After it crashed into the eastern seaboard on October 29 a nation watched as Sandy devastated much of New Jersey, New York City, and Long Island. Sandy killed 100 people and left millions without power.

Obama and Romney stopped campaigning and the president, garbed in a wind-breaker and sturdy shoes, visited recovery efforts in storm-struck communities. “We are here for you and we will not forget” he told residents of affected areas. Cameras caught him hugging and consoling distraught victims.

The media lauded Obama for his compassion and caring, drawing numerous invidious distinctions between him and former president George W. Bush whose response to hurricane Katrina in 2005 struck many as insensitive.

After Sandy hit Mitt Romney never had a chance. He appeared at food banks but looking like a psychological healer isn’t his forte.

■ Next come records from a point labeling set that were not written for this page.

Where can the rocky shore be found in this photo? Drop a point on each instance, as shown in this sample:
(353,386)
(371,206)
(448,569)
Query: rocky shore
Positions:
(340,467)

You get the distinct impression that talking about his empathy for other people makes Romney uncomfortable.

Romney’s whole image was based on his ability to manage corporations, governments, and Olympic games. In a race reduced to compassion, Romney’s experience and stand on the issues were useless.

Obama’s team on the other hand has always depicted him as a figure of hope and healing, a spiritual symbol of a future in which a polarized nation becomes one.

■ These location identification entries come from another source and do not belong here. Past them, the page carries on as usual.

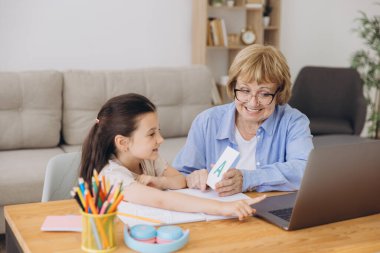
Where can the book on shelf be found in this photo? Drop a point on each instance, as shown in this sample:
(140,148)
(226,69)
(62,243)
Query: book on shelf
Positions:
(216,32)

In 2012 the strategy worked. A CBS exit poll found that over 40 per cent of voters cited Obama’s handling of the Sandy situation as either “important” or the decisive factor in their decision.

Unabashed Obama fan Chris Matthews of MSNBC admitted on election night that “I’m so glad we had that storm last week.” In the face of howls of protests, he hastily added “not in terms of hurting people.” The storm was “good politics.” And he was right. Obama and the Democrats couldn’t have been happier.

I’m not blaming Obama for playing the compassion card. He’s good at it. His campaign was smart enough to exploit a situation for votes. What other candidate running for office wouldn’t do the same thing?

And it’s not that compassion first reared its head in 2012 or that Obama is the first elected official in history to use it to his or her advantage. From George H.W. Bush’s “Thousand points of light” in 1988, to Bill Clinton’s “I feel your pain,” to George W. Bush’s “compassionate conservatism” in 2000, appeals to feelings have played big roles in previous elections.

But the combination of Sandy and the 2012 election may be the most graphic example of how a political contest can turn so decisively due to a candidate’s ability to project a caring image. 2012 was supposed to be about jobs and the financial future of the country, like 1992 when Bill Clinton’s team rallied around the message “it’s the economy, stupid.”

In future a better phrase to describe US politics is “it’s the psyche, stupid.”